Comme ils cherchaient à travers un endroit presque impénétrable, ils aperçurent quelque chose de noir derrière les branches du sous-bois. Quand ils réussirent finalement à se frayer leur chemin à travers les branches, ils furent assez près pour voir qu'il y avait une grotte. Ils entrèrent et, à leur grand étonnement, ils virent les reliques d'un homme étendu sur le sol. Ils récitèrent un trisaghion (un court office pour les défunts) pour son âme, terminèrent leur travail et retournèrent à leur monastère, étonnés de l'étrange révélation de ce saint ascète inconnu.
*
Le Père Païssi mentionné dans cette anecdote était une personne charmante.

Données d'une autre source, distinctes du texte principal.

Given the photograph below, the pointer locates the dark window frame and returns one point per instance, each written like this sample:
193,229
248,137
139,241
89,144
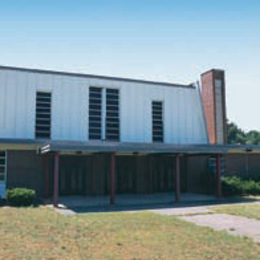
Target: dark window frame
157,112
43,114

Il était de Bosnie et je me souviens de la première fois où je l'ai rencontré. J'avais une chemise jaune que je n'aimais pas beaucoup et j'avais décidé de la teindre en noir pour assister aux offices sur le Mont Athos. Malheureusement, elle en était sortie plutôt tachetée et Père Païssi éclata de rire et la déclara 'furgovano', terme dont aucun des autres Serbes n'avait jamais entendu parler. Il avait été clarinettiste dans un ensemble de jazz avant de devenir moine et quand il vint nous rendre visite un jour, il fut fasciné par une cassette de ragas indiens et en demanda une copie. C'était également un moine très sérieux et c'est sans surprise qu'à un jeune âge, il fut élu comme premier higoumène après que Hilandar soit revenu au système du cœnobium.
Hélas, sa famille fut massacrée par des musulmans bosniaques et il sembla ne jamais vraiment récupérer. Il s'endormit dans le Seigneur en 2002. Puissions-nous avoir ses prières et sa bénédiction.
Hilandar est un monastère très important. Quand le Père Païssi y était, quelques-uns des autres moines étaient Grégoire, qui avait été patrouilleur à moto à Belgrade et qui devint higoumène d'un monastère en Terre Sainte; Père Chrysostome qui avait une débauche de géraniums en dehors de sa kelli et déclarait qu'il ne voulait jamais quitter la Sainte Montagne parce que c'était si beau… il a pourtant fini comme évêque à San Francisco puis à Novi Sad; Père Arsène, qui a fui en Angleterre après la Seconde Guerre mondiale et a travaillé comme maraîcher à Birmingham. Il n'a jamais parlé jusqu'à ce qu'il prenne le Grand Habit et n'a jamais cessé ensuite; et le Père Luc, un ancien steward sur Canadian Pacific Airlines, un des trois linguistes vraiment doués que j'ai rencontrés, et un cuisinier formidable.
Maintenant, il y a une fraternité florissante avec un autre jeune higoumène, frère Méthode.